Saudi Arabia’s religious police lose powers of arrest

Saudi Arabia has barred its religious police from pursuing suspects or making arrests, curbing the powers of an institution whose aggressive enforcement of the Islamic kingdom’s strict morality rules has drawn criticism from more liberal Saudis.

The force, which hardline clerics say is central to imposing Saudi Arabia’s austere form of Sunni Islam, patrol public spaces to enforce bans on alcohol, music, prayer time store closures, and the mixing of unrelated men and women.

It also imposes strict modesty requirements on women’s dress.

The kingdom adheres to an ultraconservative interpretation of Islam. Women must wear long, loose robes known as abayas when in public and are not permitted to mingle with unrelated men or to drive cars.

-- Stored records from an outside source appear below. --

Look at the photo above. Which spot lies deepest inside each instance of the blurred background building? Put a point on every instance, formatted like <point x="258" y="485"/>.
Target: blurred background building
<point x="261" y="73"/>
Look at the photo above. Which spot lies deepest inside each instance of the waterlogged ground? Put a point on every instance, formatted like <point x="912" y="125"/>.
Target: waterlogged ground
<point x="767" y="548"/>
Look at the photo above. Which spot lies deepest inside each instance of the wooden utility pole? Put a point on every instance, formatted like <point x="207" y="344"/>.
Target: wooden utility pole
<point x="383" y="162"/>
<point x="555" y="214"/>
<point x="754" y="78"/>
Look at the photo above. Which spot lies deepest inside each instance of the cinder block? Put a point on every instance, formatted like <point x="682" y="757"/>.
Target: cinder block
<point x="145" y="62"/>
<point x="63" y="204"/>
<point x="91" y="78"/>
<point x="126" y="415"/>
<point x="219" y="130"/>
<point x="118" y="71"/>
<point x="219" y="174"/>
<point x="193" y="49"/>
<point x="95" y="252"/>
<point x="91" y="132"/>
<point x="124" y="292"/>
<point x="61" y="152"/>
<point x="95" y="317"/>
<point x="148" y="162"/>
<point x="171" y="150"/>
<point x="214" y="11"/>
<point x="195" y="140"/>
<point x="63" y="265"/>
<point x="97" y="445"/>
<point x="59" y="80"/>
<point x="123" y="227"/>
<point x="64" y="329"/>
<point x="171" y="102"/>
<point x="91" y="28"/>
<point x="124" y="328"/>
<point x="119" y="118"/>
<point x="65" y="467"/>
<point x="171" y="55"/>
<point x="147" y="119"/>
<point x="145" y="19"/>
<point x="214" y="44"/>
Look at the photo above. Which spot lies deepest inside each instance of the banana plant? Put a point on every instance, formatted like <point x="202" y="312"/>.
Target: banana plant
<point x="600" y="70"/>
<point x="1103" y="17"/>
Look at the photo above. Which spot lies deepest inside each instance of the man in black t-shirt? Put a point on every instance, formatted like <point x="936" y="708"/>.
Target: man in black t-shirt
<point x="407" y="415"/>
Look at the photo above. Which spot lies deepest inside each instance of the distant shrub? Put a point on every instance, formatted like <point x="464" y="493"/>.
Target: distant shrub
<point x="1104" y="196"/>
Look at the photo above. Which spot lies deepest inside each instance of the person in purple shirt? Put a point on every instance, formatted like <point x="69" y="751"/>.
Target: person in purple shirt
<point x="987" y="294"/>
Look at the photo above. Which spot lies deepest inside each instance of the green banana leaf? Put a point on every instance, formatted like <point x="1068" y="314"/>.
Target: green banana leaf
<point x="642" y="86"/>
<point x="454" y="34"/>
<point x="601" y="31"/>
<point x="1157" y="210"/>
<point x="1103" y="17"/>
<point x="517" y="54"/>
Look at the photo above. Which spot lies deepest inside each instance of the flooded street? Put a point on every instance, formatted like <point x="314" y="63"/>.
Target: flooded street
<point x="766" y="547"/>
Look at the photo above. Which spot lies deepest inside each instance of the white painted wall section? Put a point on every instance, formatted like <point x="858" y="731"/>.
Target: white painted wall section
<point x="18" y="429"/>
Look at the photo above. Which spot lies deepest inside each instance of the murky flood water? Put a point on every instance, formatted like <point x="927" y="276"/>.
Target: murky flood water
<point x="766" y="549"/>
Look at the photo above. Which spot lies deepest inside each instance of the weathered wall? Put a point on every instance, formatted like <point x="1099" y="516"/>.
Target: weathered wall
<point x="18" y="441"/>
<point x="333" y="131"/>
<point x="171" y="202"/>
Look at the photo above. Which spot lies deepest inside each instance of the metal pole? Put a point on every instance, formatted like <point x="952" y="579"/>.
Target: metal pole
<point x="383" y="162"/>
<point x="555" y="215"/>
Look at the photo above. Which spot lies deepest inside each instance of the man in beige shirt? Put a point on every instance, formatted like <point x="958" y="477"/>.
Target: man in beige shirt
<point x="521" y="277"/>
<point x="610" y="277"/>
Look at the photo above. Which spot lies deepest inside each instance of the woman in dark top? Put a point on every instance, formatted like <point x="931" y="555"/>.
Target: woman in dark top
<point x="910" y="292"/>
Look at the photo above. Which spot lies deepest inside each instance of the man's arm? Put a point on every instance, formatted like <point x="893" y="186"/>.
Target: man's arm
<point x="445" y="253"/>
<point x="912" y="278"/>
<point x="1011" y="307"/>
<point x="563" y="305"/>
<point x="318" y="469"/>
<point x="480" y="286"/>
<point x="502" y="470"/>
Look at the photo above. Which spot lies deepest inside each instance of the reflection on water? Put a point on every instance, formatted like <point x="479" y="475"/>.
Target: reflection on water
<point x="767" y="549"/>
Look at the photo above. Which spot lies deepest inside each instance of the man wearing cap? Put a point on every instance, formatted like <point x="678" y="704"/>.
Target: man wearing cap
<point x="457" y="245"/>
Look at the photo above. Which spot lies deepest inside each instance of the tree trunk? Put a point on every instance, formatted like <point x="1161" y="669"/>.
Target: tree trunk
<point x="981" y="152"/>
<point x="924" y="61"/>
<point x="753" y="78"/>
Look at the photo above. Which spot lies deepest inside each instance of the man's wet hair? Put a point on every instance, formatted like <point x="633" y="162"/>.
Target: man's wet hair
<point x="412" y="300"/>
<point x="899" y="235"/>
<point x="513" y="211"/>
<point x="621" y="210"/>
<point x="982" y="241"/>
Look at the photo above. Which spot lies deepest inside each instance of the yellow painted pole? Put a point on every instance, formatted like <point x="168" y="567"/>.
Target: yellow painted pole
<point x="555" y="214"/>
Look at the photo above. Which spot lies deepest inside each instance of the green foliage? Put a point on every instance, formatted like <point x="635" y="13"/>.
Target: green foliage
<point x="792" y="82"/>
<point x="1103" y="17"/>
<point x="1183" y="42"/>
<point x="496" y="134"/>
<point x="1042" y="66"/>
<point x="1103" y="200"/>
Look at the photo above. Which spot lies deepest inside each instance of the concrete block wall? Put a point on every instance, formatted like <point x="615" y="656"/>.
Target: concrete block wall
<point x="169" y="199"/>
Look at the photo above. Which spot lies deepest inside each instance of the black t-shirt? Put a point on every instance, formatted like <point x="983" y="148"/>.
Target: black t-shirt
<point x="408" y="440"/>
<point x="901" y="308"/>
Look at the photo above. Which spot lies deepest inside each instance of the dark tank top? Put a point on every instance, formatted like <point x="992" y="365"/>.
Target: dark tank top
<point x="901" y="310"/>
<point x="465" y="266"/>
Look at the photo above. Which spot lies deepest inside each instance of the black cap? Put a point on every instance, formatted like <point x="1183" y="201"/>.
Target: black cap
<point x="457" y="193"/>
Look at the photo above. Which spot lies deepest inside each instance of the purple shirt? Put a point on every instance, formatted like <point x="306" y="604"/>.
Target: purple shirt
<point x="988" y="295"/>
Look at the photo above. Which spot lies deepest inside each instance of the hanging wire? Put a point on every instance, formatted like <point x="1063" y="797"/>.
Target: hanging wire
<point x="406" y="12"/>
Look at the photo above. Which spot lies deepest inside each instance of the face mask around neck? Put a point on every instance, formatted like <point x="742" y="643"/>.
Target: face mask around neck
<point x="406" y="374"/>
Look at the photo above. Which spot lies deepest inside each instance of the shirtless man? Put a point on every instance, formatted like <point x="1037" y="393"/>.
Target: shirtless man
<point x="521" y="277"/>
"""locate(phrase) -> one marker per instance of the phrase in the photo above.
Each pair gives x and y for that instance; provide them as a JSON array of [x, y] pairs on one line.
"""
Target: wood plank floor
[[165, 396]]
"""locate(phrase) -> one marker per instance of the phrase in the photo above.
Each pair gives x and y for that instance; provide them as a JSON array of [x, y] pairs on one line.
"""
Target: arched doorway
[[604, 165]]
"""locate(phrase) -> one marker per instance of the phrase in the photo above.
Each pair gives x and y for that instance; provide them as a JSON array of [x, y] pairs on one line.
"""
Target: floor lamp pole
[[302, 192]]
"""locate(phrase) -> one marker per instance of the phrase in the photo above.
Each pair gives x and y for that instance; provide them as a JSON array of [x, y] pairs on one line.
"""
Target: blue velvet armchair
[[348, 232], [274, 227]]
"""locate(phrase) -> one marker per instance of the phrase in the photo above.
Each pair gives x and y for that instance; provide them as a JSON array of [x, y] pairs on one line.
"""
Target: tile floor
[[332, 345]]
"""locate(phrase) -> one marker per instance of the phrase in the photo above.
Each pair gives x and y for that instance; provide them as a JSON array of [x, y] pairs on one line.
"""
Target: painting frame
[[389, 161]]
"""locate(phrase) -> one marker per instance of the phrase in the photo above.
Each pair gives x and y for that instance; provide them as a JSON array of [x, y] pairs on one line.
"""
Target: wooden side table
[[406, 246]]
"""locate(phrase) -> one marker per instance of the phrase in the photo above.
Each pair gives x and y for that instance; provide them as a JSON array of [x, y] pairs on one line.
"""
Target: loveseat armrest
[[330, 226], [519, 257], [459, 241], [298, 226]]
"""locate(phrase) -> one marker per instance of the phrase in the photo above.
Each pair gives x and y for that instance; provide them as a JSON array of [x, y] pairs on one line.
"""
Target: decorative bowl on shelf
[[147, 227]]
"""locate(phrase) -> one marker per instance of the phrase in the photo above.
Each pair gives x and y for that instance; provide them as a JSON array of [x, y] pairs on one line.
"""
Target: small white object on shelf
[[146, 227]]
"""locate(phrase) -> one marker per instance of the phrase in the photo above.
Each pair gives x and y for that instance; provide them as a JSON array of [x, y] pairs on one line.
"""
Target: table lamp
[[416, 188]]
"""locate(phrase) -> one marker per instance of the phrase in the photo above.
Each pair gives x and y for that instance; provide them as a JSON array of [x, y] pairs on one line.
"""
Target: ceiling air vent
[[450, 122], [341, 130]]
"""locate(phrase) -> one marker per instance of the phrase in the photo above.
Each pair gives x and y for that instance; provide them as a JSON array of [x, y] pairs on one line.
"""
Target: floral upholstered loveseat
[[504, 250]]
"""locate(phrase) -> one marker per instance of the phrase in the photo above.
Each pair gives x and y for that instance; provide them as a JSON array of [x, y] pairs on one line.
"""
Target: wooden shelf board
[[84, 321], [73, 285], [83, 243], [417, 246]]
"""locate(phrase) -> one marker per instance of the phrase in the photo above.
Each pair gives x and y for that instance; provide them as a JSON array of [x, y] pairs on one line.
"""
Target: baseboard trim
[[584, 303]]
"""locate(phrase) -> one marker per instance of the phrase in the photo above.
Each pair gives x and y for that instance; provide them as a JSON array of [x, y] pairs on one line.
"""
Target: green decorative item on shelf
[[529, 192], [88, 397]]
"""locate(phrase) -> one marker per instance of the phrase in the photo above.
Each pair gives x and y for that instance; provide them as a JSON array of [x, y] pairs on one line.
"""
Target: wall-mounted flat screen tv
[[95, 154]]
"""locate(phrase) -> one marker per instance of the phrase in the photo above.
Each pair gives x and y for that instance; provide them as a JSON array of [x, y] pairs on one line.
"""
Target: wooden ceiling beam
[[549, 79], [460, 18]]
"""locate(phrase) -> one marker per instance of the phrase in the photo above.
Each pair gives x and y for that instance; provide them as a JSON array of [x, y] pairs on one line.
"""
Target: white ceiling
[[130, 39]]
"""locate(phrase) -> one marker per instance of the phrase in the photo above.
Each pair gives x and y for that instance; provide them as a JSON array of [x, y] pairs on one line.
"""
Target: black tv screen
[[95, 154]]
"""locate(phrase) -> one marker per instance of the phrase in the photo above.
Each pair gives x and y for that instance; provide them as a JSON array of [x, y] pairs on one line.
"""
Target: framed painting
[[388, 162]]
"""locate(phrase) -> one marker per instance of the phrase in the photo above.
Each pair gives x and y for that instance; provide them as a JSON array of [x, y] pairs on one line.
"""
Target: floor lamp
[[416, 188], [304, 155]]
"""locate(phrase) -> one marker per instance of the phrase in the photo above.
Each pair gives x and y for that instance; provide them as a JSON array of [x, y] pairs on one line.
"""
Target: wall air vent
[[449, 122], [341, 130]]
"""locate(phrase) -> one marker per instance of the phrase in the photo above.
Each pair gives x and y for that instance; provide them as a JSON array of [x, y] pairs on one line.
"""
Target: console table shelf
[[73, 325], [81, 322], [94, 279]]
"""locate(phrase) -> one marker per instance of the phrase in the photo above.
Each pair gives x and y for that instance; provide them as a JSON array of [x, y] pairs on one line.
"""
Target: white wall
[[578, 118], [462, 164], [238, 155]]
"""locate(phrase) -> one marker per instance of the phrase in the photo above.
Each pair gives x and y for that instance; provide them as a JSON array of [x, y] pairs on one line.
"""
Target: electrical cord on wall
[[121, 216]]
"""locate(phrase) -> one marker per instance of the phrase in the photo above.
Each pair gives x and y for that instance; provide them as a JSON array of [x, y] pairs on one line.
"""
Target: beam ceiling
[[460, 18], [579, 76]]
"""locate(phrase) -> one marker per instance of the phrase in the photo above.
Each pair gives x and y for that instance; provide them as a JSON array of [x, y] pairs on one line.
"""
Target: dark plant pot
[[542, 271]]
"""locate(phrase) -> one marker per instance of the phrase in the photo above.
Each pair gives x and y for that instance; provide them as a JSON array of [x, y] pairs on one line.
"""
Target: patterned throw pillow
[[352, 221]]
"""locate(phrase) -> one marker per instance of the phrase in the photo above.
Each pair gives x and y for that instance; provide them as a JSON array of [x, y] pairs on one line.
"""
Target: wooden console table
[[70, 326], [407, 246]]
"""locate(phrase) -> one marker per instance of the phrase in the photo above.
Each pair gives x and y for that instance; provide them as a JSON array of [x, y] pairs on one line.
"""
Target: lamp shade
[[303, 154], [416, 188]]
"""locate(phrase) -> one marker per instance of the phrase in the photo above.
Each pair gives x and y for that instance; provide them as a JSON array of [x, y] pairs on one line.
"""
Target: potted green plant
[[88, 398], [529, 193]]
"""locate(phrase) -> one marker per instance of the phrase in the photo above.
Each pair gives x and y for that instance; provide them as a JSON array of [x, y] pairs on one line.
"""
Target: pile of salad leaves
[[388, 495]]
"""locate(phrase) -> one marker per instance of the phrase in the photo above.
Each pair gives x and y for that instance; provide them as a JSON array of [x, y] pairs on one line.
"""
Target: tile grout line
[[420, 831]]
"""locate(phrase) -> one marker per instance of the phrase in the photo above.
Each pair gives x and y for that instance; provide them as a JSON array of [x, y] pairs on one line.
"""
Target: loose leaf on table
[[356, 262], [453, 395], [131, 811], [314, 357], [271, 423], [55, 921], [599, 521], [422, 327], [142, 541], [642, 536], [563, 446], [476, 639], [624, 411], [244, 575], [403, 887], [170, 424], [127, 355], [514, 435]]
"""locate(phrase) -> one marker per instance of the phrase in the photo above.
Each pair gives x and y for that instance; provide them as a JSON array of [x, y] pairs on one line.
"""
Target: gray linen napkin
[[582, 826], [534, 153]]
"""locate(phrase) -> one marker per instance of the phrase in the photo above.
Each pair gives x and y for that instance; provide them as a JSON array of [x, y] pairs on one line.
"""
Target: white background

However, from now on, members of the Committee for the Promotion of Virtue and the Prevention of Vice (CPVPV) will not be allowed to pursue, question, request identification from, or arrest suspects, according to a cabinet statement carried by state news agency SPA.

Members must instead report suspected crimes to the police or drug authorities, who will carry out law enforcement actions.

Members are now also required to show identity cards while carrying out official duties, the statement said.

Speculation had swirled they could be given greater leeway under King Salman after he sacked a reform-minded religious police chief, a sworn foe of Saudi conservatives, in one of his first decisions after assuming the throne last year.

The new decree also established the role of the president of the CPVPV as a ministerial level position, appointed directly by royal decree.

The squad has come under fire online and in local media over several high-profile cases of car chases resulting in fatal accidents, prompting the commission’s president to ban such pursuits in 2012.

However, a chase the following year killed a member of the Saudi police and put the commission in the spotlight after video from one of the passenger’s phones was posted on social media.

The commission again stirred controversy online last month after video posted on social media showed members beating a young woman outside a Riyadh mall. The patrol had tried to force the woman to cover her face, local media reported.